Opinion: Pet Peeves


By George

By Mark D. Crantz

Laguna Beach schools are on the offensive when it comes to student safety. The district has hired two police officers to make sure no harm comes their way. The students and teachers appreciate their presence on campus. One officer received an award for his stellar work. The other just started

It’s scary out there.  No place is safe. I asked my wife if she wanted to see a movie.  She answered, “Is it death-worthy?”  I laughed, but then thought more about it. It’s funny, but not funny at the same time. First, you could be shot and killed at the movies. Imagine after sitting through the awful movie “Cats” and then being gunned down during the end credits. What an awful way to go. You feel like you’re dying for two hours and then you really do. And second, you’re not a cat, so you’re not coming back eight more times to try and catch a death worthy movie.

I suppose it’s a blessing in disguise that Laguna’s movie house is closed.  Lagunans are safer at home where it’s Simplisafe.” “Hey burglar, I see you out there. Go away or I’ll call the cops…move along now. The burglar holds up a large lettered sign. The homeowner says, “Oops. Sorry dear.  I just put my glasses on.  Didn’t realize you’re a Girl Scout.  Sure, I’ll buy some cookies.  Give me a minute.”

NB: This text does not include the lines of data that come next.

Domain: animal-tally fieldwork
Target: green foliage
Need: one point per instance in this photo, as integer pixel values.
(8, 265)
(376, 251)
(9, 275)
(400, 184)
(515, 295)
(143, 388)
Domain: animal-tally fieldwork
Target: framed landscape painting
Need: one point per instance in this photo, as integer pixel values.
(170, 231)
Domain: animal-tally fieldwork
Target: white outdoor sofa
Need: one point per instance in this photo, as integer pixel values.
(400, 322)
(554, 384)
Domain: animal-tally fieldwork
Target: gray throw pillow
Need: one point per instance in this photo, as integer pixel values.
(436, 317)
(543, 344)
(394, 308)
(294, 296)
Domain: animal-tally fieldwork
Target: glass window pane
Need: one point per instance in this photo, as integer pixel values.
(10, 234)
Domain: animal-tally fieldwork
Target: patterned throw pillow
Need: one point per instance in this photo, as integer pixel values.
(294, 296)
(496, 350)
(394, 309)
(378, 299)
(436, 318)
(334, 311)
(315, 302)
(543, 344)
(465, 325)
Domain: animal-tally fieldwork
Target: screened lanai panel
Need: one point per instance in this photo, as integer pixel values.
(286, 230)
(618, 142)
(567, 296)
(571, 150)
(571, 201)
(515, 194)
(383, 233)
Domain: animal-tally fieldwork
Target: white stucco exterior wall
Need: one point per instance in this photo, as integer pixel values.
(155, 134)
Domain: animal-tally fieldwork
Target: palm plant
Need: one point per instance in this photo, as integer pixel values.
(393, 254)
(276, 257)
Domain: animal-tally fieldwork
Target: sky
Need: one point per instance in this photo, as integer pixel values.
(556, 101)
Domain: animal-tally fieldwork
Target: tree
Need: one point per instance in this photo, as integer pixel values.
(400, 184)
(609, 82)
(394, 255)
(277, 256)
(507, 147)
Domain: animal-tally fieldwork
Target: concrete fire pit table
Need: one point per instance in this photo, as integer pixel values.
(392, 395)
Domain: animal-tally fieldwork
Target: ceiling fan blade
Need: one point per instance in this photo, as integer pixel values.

When I went to school it was safer.  You were unlikely to be shot.  However, being picked on and beat up was a 50/50 proposition. Junior high was a nightmare.  It was grades seven, eight, nine.  But in reality, it was nine, ate, seven… graders.  Back then the bad kids flunked out year after year and never left junior high until they were eighteen.   These were some big scary dudes to stay away from.

One time I walked to the school dance. Out of the bushes jumped two academically challenged students.  “Give us your money,” they said. “I don’t have any,” I answered.  “Yes, you do. You’re going to the dance. We know you got 50 cents.” I thought, geez these guys aren’t dumb. They just aren’t applying themselves in school. I said, “Well, George isn’t going to like me giving you my money.”  “You know George?”  “Yep.”  They said, “Who, are you?” I answered, “Crantz.”  They said, “Oh, Crantz.  You and your brother are the funny guys.  Sorry…go ahead.  Have fun at the dance.”

That night was pure luck. We can’t count on luck these days. I salute the school district for being proactive to protect our kids. Every child deserves a George, preferably from the right side of the law.


Crantz tells the Indy that a ninth grader taught him 12tth grade physics.  He saw his student teacher walking by the side of the road.  He wasn’t old enough to drive. Crantz gave him a ride to their National Honor Society meeting.  School was irony, at its best.